While the proposed regulations allow variable forms of advisor compensation, they do so at the price of a binding contractual relationship – a “best interest contract” – between advisor and client.  That contract was described by Secretary Perez as necessary to enforce a best interest standard.

But a number of witnesses believe that the proposed regulations are unclear in defining just when in the advisor-client relationship this contract would be necessary, and fear that those who do not want to become fiduciaries will stop short of giving savers even basic investment education, to avoid being ensnared in a fiduciary net.    

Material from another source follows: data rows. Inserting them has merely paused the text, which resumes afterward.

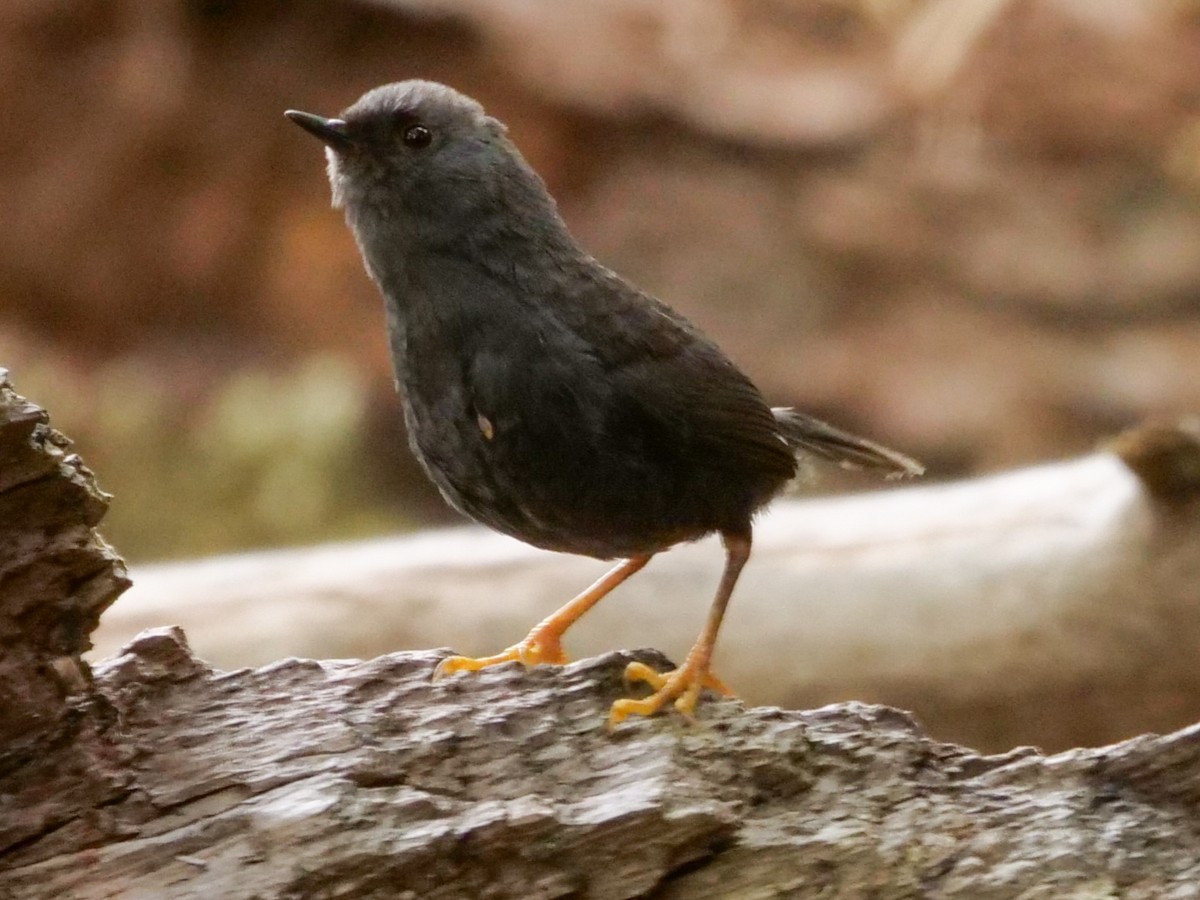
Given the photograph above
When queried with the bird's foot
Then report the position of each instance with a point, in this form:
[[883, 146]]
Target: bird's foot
[[540, 647], [683, 685]]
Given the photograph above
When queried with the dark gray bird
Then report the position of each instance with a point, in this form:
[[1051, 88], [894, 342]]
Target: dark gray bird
[[546, 396]]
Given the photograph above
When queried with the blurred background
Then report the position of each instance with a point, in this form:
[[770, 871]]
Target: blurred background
[[970, 228]]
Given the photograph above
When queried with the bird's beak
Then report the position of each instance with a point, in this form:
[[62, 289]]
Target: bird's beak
[[330, 131]]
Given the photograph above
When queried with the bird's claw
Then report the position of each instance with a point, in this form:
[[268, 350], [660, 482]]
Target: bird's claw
[[537, 649], [682, 685]]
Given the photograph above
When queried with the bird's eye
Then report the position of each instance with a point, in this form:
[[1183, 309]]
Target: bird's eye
[[418, 137]]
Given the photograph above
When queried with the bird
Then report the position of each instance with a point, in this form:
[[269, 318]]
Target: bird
[[546, 396]]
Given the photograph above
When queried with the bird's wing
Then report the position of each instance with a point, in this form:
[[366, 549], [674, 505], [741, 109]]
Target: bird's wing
[[672, 379]]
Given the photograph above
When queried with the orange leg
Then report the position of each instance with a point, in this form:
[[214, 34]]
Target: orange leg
[[544, 642], [684, 684]]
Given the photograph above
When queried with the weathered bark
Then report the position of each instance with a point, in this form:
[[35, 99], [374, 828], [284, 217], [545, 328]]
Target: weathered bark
[[165, 778], [365, 779], [57, 575], [1051, 605]]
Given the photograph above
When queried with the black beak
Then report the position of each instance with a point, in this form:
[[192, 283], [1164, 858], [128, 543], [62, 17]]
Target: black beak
[[331, 132]]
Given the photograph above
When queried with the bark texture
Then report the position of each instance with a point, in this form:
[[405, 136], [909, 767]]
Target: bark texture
[[57, 575], [159, 775], [312, 779], [1051, 605]]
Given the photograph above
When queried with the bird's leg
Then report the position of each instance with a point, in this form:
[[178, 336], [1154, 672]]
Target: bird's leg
[[684, 684], [544, 642]]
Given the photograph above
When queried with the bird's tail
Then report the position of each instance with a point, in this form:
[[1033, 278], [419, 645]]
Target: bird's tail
[[804, 433]]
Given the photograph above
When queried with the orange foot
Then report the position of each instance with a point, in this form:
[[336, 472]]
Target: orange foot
[[540, 646], [683, 685]]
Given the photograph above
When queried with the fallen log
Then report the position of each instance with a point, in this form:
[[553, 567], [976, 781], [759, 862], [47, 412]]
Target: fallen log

Secretary Perez expressed his belief that these proposed regulations do a much better job than the long-since-withdrawn 2010 regulations in carving out and allowing advisors to provide investment education without giving themselves fiduciary liability.  But there was significant disagreement from other witnesses, to which Secretary Perez sharply asked for “chapter and verse” language on how they would improve it. 

Witnesses also expressed the belief that the best-interest contract, now commonly referred to as “BIC,” and the education-versus-advice conundrum, together will lead to more litigation in the form of breach-of-contract lawsuits.  To which the Secretary responded that binding arbitration language in the proposed regulations was intended to resolve such conflicts.  Many advisors, however, are unlikely to be cheered by the prospect of arbitration any more than they would welcome litigation.  Both have costs in time, expense, and uncertain outcomes.


As summers always seem to do, this one is flying by.  The deadline for submitting written comments on these proposed regulations, July 21st, is already upon us.  It’s now less than a month to the public hearing scheduled for August 10th through 12th, with an additional day in case it is needed.  Based on the combativeness we have seen so far, it would surprise no one if this bout goes that extra round.